Closely related is the dynamic free scraping used by Lye in Rainbow Dance. The appearance is based on the optical printer's matte technique, e.g. promotes turning the silhouette of a figure into an abstract texture, with Lye using the figure as a hole in the background for a new space. Where this practice reflects the DVS's dynamic filling of shapes with texture, Lye's use includes an algorithmic conveyance of the optical printer. For where the free scraping of a character has not been associated with transitions in normal cinematic practice, Lye uses it as a transition, where e.g. the figure remains constant while the background changes, and vice versa. This practice is obvious if one considers it from the optical printer's algorithm: Here both collage and "wipe" appearances are made by using the matte parameter, and in the work with the optical printer this relationship can foster the fusion of the two appearances so that the scraping takes over the function of the flip-flop and becomes a stage transition. This use is particularly linked to the optical printer, and continues to be unlike many digital film machines, where the matte-based wipes and exposure-based dissolves and fades have all become intersectional parameters used in most editors' interfaces. .

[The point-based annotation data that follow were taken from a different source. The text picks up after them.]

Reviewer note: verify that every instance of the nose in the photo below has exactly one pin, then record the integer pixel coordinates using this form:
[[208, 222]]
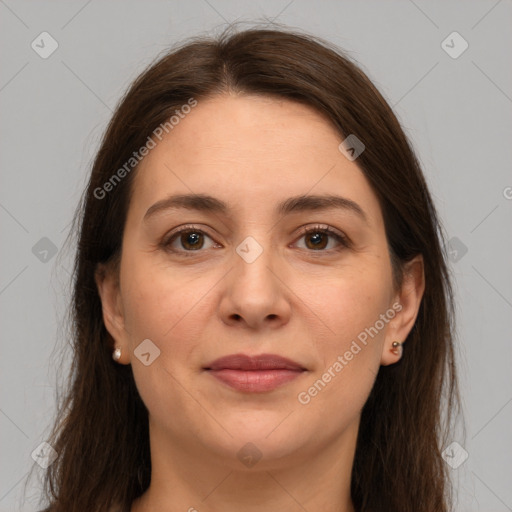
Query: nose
[[255, 293]]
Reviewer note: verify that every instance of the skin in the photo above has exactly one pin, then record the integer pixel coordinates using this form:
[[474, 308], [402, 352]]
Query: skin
[[294, 300]]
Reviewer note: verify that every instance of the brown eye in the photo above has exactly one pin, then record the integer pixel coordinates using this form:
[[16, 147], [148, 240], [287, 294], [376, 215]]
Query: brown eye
[[318, 239], [192, 240], [187, 240]]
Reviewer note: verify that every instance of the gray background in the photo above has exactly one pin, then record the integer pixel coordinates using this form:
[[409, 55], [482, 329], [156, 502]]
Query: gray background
[[457, 112]]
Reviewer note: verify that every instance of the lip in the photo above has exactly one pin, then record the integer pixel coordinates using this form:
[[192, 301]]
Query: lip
[[254, 374]]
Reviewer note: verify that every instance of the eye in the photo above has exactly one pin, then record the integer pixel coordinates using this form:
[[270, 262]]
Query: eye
[[317, 238], [187, 239]]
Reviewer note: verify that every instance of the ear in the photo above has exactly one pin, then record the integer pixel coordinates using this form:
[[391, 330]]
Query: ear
[[107, 282], [409, 298]]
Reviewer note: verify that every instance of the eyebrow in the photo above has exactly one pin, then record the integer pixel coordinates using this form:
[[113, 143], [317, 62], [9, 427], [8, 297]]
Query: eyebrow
[[302, 203]]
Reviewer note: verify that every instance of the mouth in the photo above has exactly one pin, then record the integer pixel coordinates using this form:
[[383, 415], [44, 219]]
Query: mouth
[[254, 374]]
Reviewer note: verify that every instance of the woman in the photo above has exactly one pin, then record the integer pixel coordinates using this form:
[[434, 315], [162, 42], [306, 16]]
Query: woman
[[262, 309]]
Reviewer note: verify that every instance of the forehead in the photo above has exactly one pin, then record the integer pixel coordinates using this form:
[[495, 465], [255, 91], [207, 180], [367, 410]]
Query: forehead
[[248, 151]]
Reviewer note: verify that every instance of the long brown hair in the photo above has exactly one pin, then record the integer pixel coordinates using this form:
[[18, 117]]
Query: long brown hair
[[101, 433]]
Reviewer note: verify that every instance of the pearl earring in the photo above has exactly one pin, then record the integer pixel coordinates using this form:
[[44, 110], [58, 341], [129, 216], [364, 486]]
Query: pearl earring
[[116, 355], [396, 348]]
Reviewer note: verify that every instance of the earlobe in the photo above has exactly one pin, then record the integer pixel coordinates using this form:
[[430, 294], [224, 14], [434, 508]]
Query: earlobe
[[107, 283], [409, 296]]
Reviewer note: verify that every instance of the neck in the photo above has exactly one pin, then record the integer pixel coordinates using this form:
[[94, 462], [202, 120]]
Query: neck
[[190, 478]]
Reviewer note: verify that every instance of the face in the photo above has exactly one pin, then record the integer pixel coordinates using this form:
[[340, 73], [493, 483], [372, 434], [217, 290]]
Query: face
[[254, 271]]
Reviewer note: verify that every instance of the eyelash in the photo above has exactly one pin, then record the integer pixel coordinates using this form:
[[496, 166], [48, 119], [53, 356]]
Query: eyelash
[[324, 229]]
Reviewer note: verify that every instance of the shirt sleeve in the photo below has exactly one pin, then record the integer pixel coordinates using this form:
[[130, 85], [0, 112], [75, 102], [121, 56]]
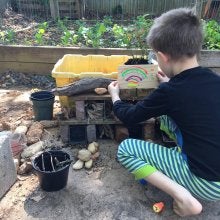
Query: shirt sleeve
[[153, 105]]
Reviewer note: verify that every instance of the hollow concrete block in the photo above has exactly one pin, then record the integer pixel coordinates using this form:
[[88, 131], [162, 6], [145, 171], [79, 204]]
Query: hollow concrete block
[[8, 173]]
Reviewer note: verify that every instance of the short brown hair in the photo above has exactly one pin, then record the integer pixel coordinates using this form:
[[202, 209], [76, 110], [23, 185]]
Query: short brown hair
[[177, 32]]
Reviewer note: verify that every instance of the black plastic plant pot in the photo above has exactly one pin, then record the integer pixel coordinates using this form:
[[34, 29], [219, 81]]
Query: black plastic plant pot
[[52, 168], [42, 105]]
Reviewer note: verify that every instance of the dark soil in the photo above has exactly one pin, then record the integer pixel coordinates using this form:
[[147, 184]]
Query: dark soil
[[136, 61]]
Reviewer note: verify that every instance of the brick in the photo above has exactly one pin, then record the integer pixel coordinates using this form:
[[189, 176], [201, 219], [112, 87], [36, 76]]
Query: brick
[[80, 110], [8, 174], [64, 133]]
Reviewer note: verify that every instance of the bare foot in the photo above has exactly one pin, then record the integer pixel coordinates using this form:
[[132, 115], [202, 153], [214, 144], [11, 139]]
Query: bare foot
[[187, 205]]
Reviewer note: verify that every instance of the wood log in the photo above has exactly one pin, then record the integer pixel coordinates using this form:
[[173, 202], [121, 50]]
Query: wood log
[[84, 85]]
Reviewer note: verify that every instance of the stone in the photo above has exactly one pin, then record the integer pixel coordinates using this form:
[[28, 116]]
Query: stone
[[34, 133], [25, 168], [22, 129], [8, 174], [91, 133], [32, 149], [49, 124]]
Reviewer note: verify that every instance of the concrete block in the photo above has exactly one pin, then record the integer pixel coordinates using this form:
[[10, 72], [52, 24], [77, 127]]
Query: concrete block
[[80, 110], [121, 133], [8, 173], [149, 129], [91, 133]]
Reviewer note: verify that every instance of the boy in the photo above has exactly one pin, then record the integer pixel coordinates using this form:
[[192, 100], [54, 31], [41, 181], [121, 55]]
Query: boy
[[189, 97]]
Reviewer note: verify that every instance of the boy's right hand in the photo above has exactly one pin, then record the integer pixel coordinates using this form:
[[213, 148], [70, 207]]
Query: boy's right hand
[[162, 77]]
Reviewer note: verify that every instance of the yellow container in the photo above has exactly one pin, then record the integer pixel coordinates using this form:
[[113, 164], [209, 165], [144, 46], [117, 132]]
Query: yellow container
[[73, 67]]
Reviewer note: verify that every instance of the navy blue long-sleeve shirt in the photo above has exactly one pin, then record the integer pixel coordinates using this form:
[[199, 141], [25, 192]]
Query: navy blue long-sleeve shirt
[[192, 100]]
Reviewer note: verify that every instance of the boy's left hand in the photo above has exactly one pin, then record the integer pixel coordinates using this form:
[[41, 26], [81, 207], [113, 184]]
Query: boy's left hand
[[113, 89]]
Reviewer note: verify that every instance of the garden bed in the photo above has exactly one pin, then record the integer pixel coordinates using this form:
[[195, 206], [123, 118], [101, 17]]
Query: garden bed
[[34, 46]]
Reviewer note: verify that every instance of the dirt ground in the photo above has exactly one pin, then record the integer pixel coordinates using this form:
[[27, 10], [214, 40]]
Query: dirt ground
[[105, 192]]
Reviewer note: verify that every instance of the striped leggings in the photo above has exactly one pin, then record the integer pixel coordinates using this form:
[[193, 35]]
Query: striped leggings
[[142, 158]]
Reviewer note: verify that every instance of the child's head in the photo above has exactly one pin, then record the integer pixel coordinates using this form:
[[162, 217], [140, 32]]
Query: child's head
[[177, 33]]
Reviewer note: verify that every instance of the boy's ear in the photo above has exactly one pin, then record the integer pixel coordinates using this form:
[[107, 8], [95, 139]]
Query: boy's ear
[[163, 56]]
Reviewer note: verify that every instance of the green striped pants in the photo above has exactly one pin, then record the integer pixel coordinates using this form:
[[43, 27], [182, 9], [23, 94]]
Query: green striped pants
[[142, 158]]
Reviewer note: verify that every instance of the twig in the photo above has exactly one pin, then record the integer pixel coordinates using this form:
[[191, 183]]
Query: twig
[[58, 163], [51, 160]]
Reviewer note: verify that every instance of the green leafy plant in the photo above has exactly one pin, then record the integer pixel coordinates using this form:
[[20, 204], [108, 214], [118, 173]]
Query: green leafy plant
[[95, 34], [122, 36], [139, 33], [212, 35], [40, 33], [7, 36]]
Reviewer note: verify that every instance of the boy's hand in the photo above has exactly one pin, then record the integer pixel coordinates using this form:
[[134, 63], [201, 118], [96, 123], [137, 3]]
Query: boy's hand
[[113, 89], [162, 77]]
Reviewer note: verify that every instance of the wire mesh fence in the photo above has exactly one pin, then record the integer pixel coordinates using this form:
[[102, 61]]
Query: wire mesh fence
[[118, 9]]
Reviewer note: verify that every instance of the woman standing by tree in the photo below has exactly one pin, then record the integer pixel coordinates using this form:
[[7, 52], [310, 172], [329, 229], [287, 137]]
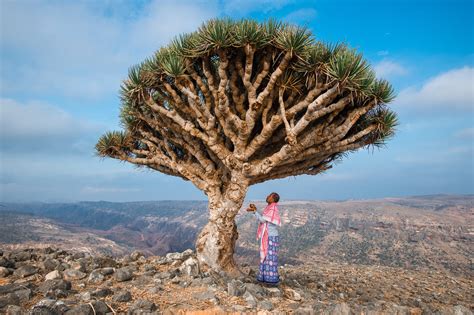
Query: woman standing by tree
[[267, 232]]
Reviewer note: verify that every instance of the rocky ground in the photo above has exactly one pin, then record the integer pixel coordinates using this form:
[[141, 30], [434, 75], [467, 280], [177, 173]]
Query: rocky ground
[[54, 281]]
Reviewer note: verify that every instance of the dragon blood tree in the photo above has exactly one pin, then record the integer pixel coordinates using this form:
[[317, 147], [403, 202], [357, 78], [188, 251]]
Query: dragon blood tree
[[237, 103]]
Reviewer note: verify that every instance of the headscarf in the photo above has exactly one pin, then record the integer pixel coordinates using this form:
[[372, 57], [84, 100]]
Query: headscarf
[[270, 214]]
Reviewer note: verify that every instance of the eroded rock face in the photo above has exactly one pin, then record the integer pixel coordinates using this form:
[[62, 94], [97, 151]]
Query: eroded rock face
[[134, 284]]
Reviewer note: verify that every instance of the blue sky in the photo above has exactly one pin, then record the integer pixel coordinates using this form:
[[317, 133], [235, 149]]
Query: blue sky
[[62, 63]]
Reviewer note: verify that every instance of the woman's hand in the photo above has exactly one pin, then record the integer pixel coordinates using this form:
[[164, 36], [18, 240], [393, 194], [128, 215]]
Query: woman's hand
[[252, 208]]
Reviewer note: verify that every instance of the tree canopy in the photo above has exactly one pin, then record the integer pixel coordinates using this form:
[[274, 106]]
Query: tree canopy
[[266, 100]]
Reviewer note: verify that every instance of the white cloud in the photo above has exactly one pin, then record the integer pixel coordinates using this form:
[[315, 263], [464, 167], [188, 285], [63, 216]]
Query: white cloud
[[78, 49], [243, 7], [449, 91], [466, 133], [388, 68], [36, 126], [302, 16]]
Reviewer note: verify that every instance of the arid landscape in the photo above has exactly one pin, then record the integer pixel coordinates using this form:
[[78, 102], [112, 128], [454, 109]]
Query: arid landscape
[[430, 232], [408, 255]]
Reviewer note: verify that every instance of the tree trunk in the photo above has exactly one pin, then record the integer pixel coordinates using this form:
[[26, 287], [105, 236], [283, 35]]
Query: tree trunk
[[215, 244]]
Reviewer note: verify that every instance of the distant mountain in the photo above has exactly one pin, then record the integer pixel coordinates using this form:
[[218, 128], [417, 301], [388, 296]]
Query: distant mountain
[[434, 232]]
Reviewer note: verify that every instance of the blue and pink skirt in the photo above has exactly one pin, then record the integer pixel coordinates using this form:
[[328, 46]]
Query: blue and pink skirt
[[268, 269]]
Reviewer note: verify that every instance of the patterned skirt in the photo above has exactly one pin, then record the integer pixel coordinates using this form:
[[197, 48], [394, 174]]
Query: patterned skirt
[[268, 269]]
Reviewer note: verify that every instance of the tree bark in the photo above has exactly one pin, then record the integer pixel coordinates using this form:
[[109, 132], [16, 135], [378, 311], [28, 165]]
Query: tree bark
[[215, 244]]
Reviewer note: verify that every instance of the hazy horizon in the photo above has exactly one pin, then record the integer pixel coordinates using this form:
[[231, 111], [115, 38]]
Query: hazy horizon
[[246, 199], [60, 87]]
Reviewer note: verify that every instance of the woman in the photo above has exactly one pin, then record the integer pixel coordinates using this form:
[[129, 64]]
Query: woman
[[269, 240]]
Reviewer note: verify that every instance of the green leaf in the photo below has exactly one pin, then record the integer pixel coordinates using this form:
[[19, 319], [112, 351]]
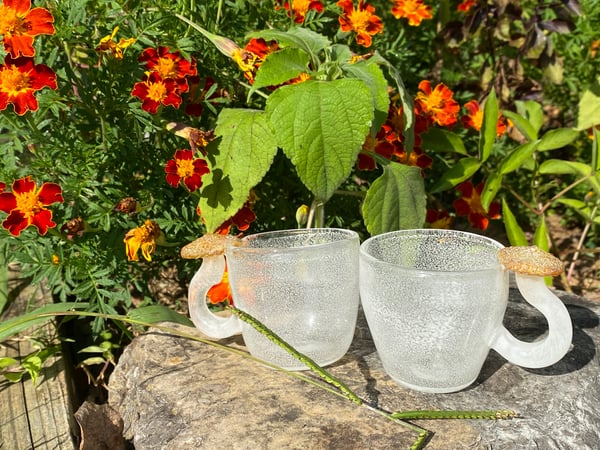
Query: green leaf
[[371, 74], [487, 136], [461, 171], [299, 37], [557, 138], [561, 167], [158, 313], [522, 124], [395, 200], [589, 107], [11, 327], [490, 189], [518, 157], [321, 126], [515, 234], [439, 140], [244, 155], [281, 66]]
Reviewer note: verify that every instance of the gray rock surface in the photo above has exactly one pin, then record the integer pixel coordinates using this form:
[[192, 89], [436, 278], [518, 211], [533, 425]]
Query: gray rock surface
[[176, 393]]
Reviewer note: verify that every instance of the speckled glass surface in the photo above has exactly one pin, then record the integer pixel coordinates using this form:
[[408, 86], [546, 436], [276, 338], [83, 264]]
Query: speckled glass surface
[[303, 285], [433, 301]]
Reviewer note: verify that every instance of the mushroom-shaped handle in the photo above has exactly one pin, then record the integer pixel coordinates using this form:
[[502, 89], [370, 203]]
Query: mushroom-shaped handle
[[530, 265], [210, 273]]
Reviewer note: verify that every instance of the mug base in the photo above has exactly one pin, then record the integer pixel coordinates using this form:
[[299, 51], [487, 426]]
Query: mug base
[[433, 389]]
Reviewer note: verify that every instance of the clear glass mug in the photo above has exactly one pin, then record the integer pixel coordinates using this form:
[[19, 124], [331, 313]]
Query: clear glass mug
[[435, 301], [302, 284]]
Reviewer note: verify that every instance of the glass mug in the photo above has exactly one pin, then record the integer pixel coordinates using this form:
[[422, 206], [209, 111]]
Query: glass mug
[[302, 284], [435, 300]]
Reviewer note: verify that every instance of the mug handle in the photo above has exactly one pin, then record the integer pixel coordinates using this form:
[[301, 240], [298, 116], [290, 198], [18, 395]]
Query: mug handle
[[555, 345], [210, 273]]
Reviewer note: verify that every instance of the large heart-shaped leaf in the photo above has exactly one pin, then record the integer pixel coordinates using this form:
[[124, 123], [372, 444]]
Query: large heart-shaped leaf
[[245, 153], [395, 200], [321, 126]]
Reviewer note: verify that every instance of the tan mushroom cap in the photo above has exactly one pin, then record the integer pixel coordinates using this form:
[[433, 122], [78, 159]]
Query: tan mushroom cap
[[530, 261], [207, 245]]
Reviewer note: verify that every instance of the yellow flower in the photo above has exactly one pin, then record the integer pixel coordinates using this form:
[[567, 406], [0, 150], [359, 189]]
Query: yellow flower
[[143, 237], [109, 45]]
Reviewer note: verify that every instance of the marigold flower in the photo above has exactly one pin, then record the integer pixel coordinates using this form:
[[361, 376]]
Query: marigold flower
[[415, 11], [474, 118], [299, 8], [221, 292], [169, 65], [154, 91], [470, 205], [362, 20], [466, 5], [19, 24], [143, 237], [184, 167], [26, 204], [109, 45], [437, 104], [19, 79]]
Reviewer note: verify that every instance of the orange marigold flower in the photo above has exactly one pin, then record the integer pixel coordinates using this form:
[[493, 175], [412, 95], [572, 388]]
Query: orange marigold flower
[[187, 169], [221, 292], [470, 205], [154, 91], [438, 218], [19, 79], [466, 5], [26, 205], [438, 104], [361, 20], [109, 45], [474, 118], [299, 8], [169, 65], [19, 24], [143, 237], [415, 11]]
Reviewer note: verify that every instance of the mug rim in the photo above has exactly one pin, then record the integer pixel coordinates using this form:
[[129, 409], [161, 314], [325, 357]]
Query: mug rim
[[347, 235], [422, 232]]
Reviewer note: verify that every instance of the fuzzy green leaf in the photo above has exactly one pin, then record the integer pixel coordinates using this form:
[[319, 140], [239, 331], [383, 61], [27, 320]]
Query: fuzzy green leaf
[[487, 136], [244, 155], [461, 171], [515, 234], [395, 200], [281, 66], [321, 126], [518, 157], [557, 138]]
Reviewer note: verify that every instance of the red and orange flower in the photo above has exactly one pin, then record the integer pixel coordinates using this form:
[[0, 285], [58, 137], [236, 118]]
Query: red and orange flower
[[19, 24], [437, 104], [19, 79], [415, 11], [187, 169], [155, 91], [469, 204], [361, 20], [474, 118], [26, 205]]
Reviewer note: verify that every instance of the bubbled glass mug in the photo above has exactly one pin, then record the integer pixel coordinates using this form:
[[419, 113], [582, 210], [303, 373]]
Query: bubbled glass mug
[[302, 284], [435, 301]]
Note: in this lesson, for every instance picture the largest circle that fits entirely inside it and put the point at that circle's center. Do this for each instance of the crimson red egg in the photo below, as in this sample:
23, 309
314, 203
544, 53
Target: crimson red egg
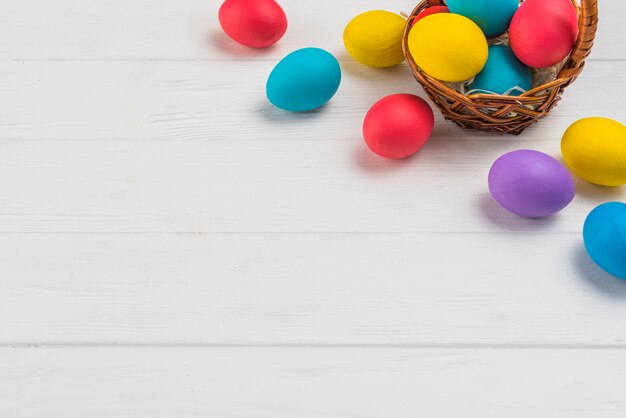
543, 32
397, 126
430, 11
254, 23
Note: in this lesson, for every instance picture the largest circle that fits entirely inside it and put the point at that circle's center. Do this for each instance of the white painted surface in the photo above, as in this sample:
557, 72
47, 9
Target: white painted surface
174, 246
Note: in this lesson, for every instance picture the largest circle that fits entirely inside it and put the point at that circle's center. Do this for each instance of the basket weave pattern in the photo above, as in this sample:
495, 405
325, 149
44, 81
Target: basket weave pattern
507, 114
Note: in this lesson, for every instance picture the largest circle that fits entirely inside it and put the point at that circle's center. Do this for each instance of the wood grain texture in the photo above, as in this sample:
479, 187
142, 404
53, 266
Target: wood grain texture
172, 158
238, 383
399, 289
177, 247
188, 30
233, 185
207, 101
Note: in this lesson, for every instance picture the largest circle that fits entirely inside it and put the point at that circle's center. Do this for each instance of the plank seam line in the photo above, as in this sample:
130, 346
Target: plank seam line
291, 233
437, 346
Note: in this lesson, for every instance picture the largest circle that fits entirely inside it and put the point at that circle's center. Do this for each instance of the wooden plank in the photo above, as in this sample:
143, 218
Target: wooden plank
189, 30
280, 382
400, 289
208, 101
298, 186
184, 149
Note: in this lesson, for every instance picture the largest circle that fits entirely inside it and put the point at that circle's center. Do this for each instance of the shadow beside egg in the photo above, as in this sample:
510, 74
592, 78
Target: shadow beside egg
509, 221
221, 41
271, 113
599, 193
600, 280
366, 160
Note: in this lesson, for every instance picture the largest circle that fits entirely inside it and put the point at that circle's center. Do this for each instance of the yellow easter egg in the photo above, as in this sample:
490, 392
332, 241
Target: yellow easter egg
595, 150
448, 47
375, 38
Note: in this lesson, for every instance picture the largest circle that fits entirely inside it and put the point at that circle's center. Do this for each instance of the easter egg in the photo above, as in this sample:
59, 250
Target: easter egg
304, 80
430, 11
502, 72
375, 38
531, 183
543, 32
595, 150
255, 23
448, 47
397, 126
604, 234
492, 16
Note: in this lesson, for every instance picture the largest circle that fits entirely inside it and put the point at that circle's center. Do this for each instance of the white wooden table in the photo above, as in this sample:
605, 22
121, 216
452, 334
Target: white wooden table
173, 246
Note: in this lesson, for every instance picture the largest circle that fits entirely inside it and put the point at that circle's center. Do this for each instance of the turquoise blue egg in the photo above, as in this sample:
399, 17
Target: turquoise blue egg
605, 237
304, 80
492, 16
501, 73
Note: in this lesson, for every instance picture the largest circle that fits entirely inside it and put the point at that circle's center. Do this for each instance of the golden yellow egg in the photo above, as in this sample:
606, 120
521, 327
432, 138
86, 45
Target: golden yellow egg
448, 47
375, 38
595, 150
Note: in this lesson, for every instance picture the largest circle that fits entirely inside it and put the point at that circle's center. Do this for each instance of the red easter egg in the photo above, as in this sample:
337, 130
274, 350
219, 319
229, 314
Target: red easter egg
397, 126
430, 11
255, 23
543, 32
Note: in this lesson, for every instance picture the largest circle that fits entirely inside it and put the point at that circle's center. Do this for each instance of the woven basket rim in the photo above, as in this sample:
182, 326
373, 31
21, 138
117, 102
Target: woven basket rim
541, 98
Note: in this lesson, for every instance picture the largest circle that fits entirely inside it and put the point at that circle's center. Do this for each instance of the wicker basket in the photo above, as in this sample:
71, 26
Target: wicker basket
507, 114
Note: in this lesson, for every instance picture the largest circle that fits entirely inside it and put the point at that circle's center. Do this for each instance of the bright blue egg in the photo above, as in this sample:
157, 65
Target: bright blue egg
501, 73
304, 80
605, 237
492, 16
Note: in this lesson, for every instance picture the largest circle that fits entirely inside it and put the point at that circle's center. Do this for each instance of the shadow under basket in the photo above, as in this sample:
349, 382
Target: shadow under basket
507, 114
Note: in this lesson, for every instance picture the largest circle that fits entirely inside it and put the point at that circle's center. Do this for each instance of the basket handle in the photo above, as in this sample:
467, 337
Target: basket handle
587, 31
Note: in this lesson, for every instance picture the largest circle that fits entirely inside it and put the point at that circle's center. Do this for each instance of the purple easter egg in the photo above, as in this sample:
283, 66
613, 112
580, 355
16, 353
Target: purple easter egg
531, 183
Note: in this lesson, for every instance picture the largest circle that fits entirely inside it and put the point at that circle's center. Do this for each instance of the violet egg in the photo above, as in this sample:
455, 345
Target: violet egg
531, 183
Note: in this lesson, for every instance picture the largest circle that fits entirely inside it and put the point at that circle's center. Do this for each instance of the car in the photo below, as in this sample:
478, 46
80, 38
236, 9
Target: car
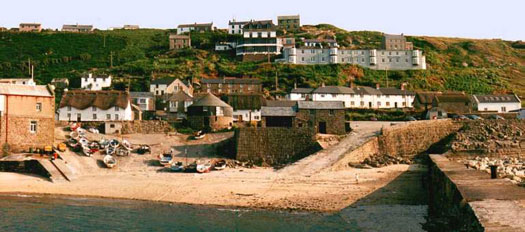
474, 117
497, 117
411, 118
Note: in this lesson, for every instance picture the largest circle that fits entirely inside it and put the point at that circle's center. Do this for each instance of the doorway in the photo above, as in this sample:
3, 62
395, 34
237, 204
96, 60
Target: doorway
322, 127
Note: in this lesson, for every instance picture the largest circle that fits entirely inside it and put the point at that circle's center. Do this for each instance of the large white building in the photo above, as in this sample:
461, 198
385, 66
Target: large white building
358, 97
373, 59
91, 82
95, 106
497, 103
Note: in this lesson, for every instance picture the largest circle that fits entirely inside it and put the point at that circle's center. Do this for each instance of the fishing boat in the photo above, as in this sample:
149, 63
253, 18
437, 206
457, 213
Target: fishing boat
110, 161
219, 165
203, 168
166, 159
127, 145
177, 167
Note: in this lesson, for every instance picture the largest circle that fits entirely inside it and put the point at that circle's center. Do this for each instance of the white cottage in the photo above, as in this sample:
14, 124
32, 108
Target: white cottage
91, 82
95, 106
497, 103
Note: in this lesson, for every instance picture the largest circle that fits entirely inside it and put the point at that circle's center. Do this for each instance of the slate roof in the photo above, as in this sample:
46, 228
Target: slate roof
302, 90
334, 89
163, 81
326, 105
82, 99
210, 100
395, 91
365, 90
25, 90
280, 111
231, 81
278, 103
141, 94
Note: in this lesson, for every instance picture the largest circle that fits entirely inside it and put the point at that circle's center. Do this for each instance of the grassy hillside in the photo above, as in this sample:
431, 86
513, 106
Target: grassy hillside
474, 66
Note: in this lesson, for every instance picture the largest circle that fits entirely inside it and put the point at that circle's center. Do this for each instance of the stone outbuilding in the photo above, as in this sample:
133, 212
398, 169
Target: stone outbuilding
210, 113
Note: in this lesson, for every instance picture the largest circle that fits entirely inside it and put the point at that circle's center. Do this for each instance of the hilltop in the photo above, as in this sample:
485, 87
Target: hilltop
470, 65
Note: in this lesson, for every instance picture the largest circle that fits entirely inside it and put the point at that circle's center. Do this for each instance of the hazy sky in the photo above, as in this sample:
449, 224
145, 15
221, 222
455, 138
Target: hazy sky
453, 18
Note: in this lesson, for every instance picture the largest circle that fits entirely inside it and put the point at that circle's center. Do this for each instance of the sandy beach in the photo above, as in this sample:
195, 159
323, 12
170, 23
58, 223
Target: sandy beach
138, 177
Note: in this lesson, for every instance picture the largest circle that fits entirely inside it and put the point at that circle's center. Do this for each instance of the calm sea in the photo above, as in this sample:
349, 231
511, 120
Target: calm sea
30, 213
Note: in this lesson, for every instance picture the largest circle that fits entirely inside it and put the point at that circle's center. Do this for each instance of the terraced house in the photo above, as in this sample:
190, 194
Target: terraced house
26, 116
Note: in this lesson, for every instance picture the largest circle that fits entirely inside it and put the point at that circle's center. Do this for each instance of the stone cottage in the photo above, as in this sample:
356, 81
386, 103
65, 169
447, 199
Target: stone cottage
210, 113
26, 116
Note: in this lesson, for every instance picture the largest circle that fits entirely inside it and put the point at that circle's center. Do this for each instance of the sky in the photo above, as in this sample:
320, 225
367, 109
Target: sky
502, 19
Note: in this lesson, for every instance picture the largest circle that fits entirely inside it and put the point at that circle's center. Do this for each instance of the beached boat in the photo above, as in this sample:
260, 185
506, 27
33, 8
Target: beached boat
166, 159
219, 165
177, 167
110, 161
203, 168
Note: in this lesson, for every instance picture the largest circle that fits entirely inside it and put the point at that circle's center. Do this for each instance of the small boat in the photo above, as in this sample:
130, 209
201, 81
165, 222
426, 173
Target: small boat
88, 151
166, 159
120, 151
110, 161
199, 135
219, 165
126, 145
114, 142
110, 150
203, 168
177, 167
143, 149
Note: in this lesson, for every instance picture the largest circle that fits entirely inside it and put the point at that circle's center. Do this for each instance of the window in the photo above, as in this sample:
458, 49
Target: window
32, 127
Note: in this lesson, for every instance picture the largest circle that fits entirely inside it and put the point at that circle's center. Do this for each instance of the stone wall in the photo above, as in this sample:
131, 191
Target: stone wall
413, 138
274, 145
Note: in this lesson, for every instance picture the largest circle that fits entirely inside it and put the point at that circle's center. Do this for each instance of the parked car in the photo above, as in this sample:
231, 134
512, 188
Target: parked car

In continuation of this problem is also the split screen appearance, which as a technique goes back in both optical printer, video synthesizer and digital TV graphics. However, in the genealogy of this motif between the environments, we see an increasing spatial dynamics of the picture-in-picture, reflecting a changing parametric embedding in their algorithms. In the optical printer, the appearance comes from the math parameter, and this elaborate process is dynamized into "raster scan" synthesizers like Scanimate, where the cut, position, size and skew become the new parameters that let the artist model and even animate each input signal. with immediate effect. The final limitation of the video synthesizer is that it can only modulate the image as a surface. By contrast, digital 3D programs allow graphics to be reshaped and adapt to curved surfaces and spaces - a trend that can still be seen in the augmented reality-like integration of graphics into TV's photographic space, e.g. in the TV newspaper on DR1.

The echo effect is seen in Lye's Rainbow Dance, where the bouncing silhouette exposes colored traces of the movement, and in Illuminated Music, where the dancing dots multiply toward the center of the image and merge to form a star. In Lye, the motif extends by Marey's photographs, where one stage of motion is exposed on the same photograph, so the result is a figure stretched in time and space. The appearance here comes from the optical printer, which exposes the subject several times on the same frame, but therefore it must also allow the movement to unfold in the surface so that it remains clear. Also in Beck, whose echoes are made by video feedback, the subject holds both space and time dimensions, with the repetition in space being a delay in time as the camera films the screen displaying its own image. But here, the video format reveals its essence in that it projects the echo into the depths of the image. The echo gradually merges and becomes a new figure, and its strident movements are direct traces of the feedback technique's cybernetic system, which is about to re-balance itself.